In the coating, each of the above metals may be present in either crystalline or amorphous form. The concentration (atom %) of each metal in the coating can be measured by compositional analysis using an EDX line scan of the coated magnetic material. The coating can contain a phosphate compound and/or composite oxide in microcrystalline form. The presence of a phosphate compound or composite oxide in microcrystalline form in the coating can increase mechanical strength and improve heat resistance.

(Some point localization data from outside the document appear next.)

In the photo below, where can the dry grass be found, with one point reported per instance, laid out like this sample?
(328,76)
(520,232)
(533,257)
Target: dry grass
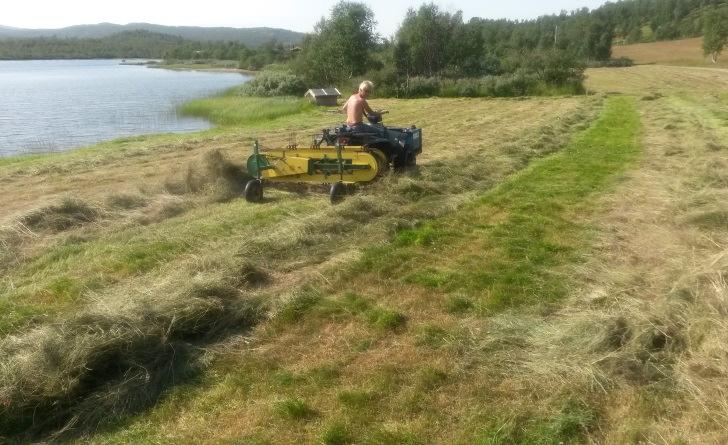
(685,52)
(269,251)
(650,80)
(632,352)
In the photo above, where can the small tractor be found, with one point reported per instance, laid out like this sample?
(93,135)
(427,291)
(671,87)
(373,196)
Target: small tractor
(338,156)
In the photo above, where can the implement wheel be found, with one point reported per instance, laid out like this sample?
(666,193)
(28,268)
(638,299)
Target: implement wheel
(382,161)
(337,193)
(254,191)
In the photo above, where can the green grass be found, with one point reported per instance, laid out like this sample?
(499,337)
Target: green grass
(294,409)
(569,426)
(231,109)
(507,249)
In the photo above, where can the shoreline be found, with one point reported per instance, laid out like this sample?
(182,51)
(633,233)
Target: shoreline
(5,158)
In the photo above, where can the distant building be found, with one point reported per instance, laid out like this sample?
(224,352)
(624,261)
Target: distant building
(323,96)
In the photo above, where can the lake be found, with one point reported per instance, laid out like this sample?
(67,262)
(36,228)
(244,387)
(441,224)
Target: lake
(54,105)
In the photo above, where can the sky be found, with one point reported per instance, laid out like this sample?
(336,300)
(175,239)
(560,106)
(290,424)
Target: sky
(289,14)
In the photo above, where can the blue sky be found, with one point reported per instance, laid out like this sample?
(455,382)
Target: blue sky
(295,15)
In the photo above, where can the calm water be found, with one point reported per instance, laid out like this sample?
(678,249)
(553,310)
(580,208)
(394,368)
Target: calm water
(54,105)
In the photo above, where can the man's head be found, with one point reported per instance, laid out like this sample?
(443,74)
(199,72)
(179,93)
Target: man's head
(365,88)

In the coated magnetic material, the amount of phosphorus adhered in the coating procedure and the pH adjustment procedure is preferably at least 0.0001% by mass but not more than 50% by mass, more preferably at least 0.001% by mass but not more than 5% by mass. In the above range, the heat resistance tends to improve. The amount of phosphorus in the coated magnetic material can be measured by ICP atomic emission spectroscopy (ICP-AES).

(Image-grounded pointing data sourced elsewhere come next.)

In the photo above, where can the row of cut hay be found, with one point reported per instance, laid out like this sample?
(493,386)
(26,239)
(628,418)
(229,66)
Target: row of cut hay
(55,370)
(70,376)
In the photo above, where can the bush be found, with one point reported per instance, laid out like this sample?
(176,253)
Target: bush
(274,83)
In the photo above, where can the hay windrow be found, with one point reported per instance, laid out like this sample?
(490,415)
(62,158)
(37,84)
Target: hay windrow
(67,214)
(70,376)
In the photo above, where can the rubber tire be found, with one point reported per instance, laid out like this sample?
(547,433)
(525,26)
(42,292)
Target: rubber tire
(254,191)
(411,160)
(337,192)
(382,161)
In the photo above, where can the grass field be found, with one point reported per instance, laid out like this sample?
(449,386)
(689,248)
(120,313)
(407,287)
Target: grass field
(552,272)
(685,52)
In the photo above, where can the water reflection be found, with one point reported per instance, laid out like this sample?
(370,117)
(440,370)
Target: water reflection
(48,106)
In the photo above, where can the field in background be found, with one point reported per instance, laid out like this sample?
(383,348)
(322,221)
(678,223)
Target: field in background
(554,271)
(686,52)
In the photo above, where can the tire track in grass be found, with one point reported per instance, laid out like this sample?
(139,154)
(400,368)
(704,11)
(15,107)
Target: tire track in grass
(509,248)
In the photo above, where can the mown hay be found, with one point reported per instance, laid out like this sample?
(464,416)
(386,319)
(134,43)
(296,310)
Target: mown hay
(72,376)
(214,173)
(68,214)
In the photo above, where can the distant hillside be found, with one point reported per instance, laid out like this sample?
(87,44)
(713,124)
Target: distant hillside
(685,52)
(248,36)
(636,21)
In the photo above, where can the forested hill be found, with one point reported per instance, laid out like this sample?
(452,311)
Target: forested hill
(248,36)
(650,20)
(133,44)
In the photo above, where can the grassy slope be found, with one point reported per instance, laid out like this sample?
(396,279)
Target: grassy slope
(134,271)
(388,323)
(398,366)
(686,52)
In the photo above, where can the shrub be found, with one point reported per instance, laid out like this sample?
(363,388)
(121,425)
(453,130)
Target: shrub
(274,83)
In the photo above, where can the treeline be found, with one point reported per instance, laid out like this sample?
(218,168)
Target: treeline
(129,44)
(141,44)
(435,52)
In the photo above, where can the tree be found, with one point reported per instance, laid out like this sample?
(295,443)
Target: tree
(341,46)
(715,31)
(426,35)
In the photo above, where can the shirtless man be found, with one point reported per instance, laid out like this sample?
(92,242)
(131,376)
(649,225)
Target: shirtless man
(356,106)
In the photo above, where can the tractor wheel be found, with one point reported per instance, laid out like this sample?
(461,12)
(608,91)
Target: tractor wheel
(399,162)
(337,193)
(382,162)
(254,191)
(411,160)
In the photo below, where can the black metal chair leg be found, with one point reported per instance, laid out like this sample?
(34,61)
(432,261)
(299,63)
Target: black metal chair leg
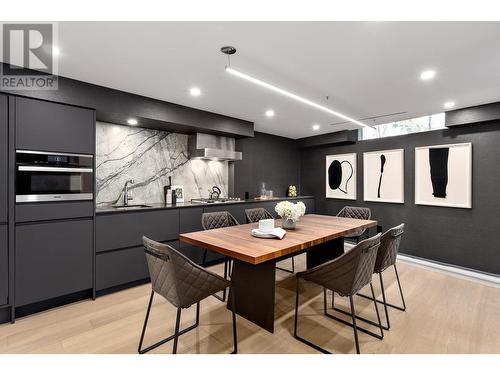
(295,324)
(176,334)
(233,312)
(384,301)
(353,314)
(400,289)
(289,271)
(161,342)
(376,309)
(139,349)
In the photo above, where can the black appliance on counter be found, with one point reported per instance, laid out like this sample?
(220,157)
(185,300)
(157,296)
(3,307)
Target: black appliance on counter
(49,176)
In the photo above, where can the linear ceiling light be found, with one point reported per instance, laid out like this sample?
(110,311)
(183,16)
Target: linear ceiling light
(291,95)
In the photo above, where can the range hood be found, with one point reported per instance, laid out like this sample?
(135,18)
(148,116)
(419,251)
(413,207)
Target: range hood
(212,147)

The iron loss W of the coated magnetic material is preferably not more than 700 W/kg, more preferably not more than 420 W/kg. The lower limit of the iron loss W may be, for example, at least 10 W/kg. Here, these losses are measured at a maximum flux density (Bmax) of 1 T and a frequency of 1000 Hz as described in EXAMPLES. The present embodiments can provide such a numerical range to the molded product that has undergone a heating procedure. The heating temperature in the heating procedure can be 600° C., for example. The molded product with iron loss W and other losses within such numerical ranges may contain no resin and no glass. When the coated magnetic material, not the molded product, has undergone the heating procedure, the iron loss W of the coated magnetic material measured may be in the range described above.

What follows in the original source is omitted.